The project has achieved a stunning restoration of an 1839 Gothic folly keeping true to its original vision but providing modern home comforts for holiday makers to enjoy.

The conversion of the four storey building, complete with a 210 step stair turret, included a fitted kitchen and modern bathroom on the ground floor, comfortable double bedrooms on the first and second floors and a drawing room with spectacular views of East Devon on the top floor. For the first time in its history, the folly has electricity, water from a bore hole and air-source heating.

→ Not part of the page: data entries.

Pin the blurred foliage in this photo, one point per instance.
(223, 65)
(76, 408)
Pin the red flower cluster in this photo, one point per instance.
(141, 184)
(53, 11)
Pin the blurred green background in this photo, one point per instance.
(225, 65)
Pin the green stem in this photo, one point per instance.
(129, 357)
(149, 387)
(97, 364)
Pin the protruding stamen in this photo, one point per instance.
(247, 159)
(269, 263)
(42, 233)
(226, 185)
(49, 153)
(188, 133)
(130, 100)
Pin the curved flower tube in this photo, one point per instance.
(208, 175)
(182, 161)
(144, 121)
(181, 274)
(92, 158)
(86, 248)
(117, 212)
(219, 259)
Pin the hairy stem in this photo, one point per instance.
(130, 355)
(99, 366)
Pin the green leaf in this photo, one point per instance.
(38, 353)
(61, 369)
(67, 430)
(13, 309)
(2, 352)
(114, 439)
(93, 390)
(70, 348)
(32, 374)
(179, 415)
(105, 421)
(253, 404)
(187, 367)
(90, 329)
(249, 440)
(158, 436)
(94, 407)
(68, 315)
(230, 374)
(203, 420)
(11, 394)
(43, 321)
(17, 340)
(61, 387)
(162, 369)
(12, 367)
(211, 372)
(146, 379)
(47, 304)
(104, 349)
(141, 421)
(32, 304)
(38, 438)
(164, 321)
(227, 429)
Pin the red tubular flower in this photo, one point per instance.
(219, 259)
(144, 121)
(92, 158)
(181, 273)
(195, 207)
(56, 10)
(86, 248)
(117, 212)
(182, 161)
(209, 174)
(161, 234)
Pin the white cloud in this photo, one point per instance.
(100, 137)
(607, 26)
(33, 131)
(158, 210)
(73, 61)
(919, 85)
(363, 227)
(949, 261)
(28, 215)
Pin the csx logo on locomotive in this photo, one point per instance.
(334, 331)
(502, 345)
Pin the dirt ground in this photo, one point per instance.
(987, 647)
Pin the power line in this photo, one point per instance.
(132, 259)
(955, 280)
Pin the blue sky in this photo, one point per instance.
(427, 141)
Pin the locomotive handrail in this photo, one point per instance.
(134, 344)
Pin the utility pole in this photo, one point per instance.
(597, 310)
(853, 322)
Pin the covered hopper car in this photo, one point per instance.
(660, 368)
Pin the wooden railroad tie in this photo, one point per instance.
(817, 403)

These new facilities and modern comforts have been carefully integrated to preserve the architectural integrity of the tower whilst securing a sustainable future for this heritage asset.

The Tower was designed as an eye-catching folly to be glimpsed within the wider landscape from specific areas of the registered park and garden at Bicton. These key historic views that had been lost over time have been re-introduced by careful landscaping.

The charming and romantic structure was described by the judges as ‘top notch’ and a ‘real labour of love’.  Its success can be evidenced from the glowing comments made by guests since the China Tower reopened.